Sunday, November 10, 2013

Plaster Blaster 2013 for the win!

What an amazing weekend with perfect weather and record attendance at Plaster Blaster!  I was grateful that my parents trekked from Cochise, AZ and they were the icing on the desert cake.  Let's jump right in shall we? (I recommend this full-browser 720p HD link for best results or lazily click below for a suboptimal experience :)

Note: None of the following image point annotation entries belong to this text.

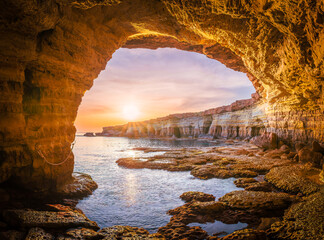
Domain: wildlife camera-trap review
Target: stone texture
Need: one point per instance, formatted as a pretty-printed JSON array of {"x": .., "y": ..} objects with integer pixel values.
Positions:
[
  {"x": 81, "y": 185},
  {"x": 39, "y": 234},
  {"x": 303, "y": 220},
  {"x": 263, "y": 201},
  {"x": 266, "y": 141},
  {"x": 52, "y": 50},
  {"x": 246, "y": 234},
  {"x": 48, "y": 219},
  {"x": 294, "y": 179},
  {"x": 197, "y": 196}
]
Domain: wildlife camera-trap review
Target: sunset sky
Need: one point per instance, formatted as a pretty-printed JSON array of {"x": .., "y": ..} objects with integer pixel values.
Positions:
[{"x": 154, "y": 83}]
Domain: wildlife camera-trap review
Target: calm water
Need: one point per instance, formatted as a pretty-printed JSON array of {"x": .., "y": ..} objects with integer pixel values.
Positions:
[{"x": 136, "y": 197}]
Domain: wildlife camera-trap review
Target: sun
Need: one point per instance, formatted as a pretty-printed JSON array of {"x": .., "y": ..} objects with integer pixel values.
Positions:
[{"x": 130, "y": 112}]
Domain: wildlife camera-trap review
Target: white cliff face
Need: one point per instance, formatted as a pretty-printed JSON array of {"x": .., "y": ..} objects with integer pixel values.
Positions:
[{"x": 248, "y": 122}]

I love our digital age but, until yesterday, I hated even nonlinear video editing.  I thought I was better at the legacy Final Cut Pro 7 than I really was and it turns out, after 11 intensive hours of training and practice in its successor FCP X, that I now sort of know what I'm doing! The above video edit took only about an hour this morning including compression and upload and I especially love the frame-hold pauses in the retime segment.  Now onto the launch...
     Here are Roy and me after the load-up but before the 'misfire' cause by my failure to even hook up the leads AND not asking someone to push the button for me!  Duh.  I blame it on my lack of practice since May:

The CTI Pro75/6GXL 9977M2245 Imax is a new fave!  Damn that thing was aggressive:

Some observations:
  • For the first time all the photos, video, altimeter and GPS data turned out perfectly!  Hundredth time's the charm.
  • For the second flight in a row I'm getting about 0.75 seconds of pressure up time with this CuO/Mg thermite recipe.  I think I might use half an igniter cap next time and see if I can shorten that latency without risking overpressure.  Note the wicked smoke pattern as the M2245 fires up:
  • I think mach 1.7 (1,323MPH) is the greatest speed I've yet recorded.  In the video you probably noticed black bits of Gorilla Tape melting off after the speed of sound was passed.  Here's the result but the video still seems rock solid to me and the camera's fine:
  • Gerald Meux, Tripoli overachiever and super nice fella, kindly shared his full-res shots of the ascent (among many other shots of the weekend).  Who doesn't enjoy a nice rocket up-skirt?
  • Yay, drogue eject just before apogee!!  After last month's dreadful 5 second latency after apogee I contacted Adrian Adamson at Featherweight Altimeters.  He emphasized that everyone should be using barometric ejection at apogee on all Ravens.  I had been trying to soften the apogee forces by ejecting when the rocket passed below 20 ft/s but Adrian noted that I would have had to "game the system" and set the Raven 3 for less than 164 ft/s for that to work.  In any event I'm setting all my Ravens to baro at apogee and never looking back.
My recovery distance used to average a one mile radius.  That seems to have increased to 1.3 miles as that's the identical distance for two months now even with essentially zero wind:

Roy and I drove to the south edge of the wash (0.5) miles and I walked 0.8 miles there and 0.8 miles back.  I found her safe and sound lodged in a shrubbery:

Max altitude: altimeters = 19,357', altimeters + GPS = 19,705
Max velocity: 1,323 MPH
Max acceleration: 24.9 Gees

(ARTS2: graph, tabular, CD analysis, motor performance (9578M2661))
(Raven:  graph, tabular)
(GPS: ground-level, eye-level with apogee)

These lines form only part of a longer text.